Having reviewed the entire record, the Court finds that the ALJ thoroughly considered and discussed both the medical evidence and Ede's testimony in determining Ede's impairments.[17] The Court further determines that the ALJ's findings and conclusions are supported by substantial evidence on the record as a whole. Because the hypothetical question posed to the vocational expert by the ALJ was based on the ALJ's findings and conclusions, the Court concludes that the ALJ's hypothetical question properly included those impairments which were substantially supported by the record as a whole.
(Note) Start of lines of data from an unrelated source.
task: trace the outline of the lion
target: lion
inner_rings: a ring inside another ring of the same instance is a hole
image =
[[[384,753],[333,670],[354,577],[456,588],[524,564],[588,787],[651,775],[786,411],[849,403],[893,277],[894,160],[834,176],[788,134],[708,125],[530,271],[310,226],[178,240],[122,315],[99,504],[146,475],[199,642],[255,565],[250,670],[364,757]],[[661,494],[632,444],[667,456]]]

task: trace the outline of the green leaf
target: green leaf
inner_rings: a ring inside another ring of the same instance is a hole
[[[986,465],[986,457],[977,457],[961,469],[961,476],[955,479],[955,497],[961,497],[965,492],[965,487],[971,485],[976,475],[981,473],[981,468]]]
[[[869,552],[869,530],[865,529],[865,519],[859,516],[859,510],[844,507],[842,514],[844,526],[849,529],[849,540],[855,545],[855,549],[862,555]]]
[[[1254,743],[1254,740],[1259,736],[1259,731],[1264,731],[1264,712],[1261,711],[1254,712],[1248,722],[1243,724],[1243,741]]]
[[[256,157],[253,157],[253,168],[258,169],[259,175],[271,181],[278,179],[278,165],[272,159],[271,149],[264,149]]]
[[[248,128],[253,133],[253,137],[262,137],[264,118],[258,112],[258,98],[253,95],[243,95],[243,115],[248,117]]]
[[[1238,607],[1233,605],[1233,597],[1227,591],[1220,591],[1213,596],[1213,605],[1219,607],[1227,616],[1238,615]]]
See Goose, 238 F.3d at 985; see also Forte v. Barnhart, 377 F.3d 892, 897 (8th Cir. 2004) (an ALJ need only include those work-related limitations that he or she finds credible). Therefore, the ALJ's hypothetical question was sufficient.

V. CONCLUSION

The Court finds that the ALJ properly determined that Ede does not meet Listing §§ 12.02 or 12.04. Furthermore, the Court finds that the ALJ did not err in not considering whether Ede met Listing § 11.03 because substantial evidence supports the overall conclusion that Ede does not meet Listing § 11.03. The Court also finds that the ALJ fully and fairly developed the record in this matter, including consideration of Ede's noncompliance with his anti-seizure medication. Additionally, the Court determines that the ALJ properly considered the medical evidence and opinions in the record, including the opinions of Dr. Piekenbrock. Furthermore, the Court concludes that the ALJ properly determined Ede's credibility with regard to his subjective complaints of disability. Lastly, the Court finds that the ALJ's hypothetical question to the vocational expert properly included those impairments substantially supported by the record as a whole. Accordingly, the Court determines that the ALJ's decision is supported by substantial evidence and shall be affirmed.

VI. ORDER

1. The final decision of the Commissioner of Social Security is AFFIRMED;
2. Plaintiff's Complaint (docket number 3) is DISMISSED with prejudice; and
3. The Clerk of Court is directed to enter judgment accordingly.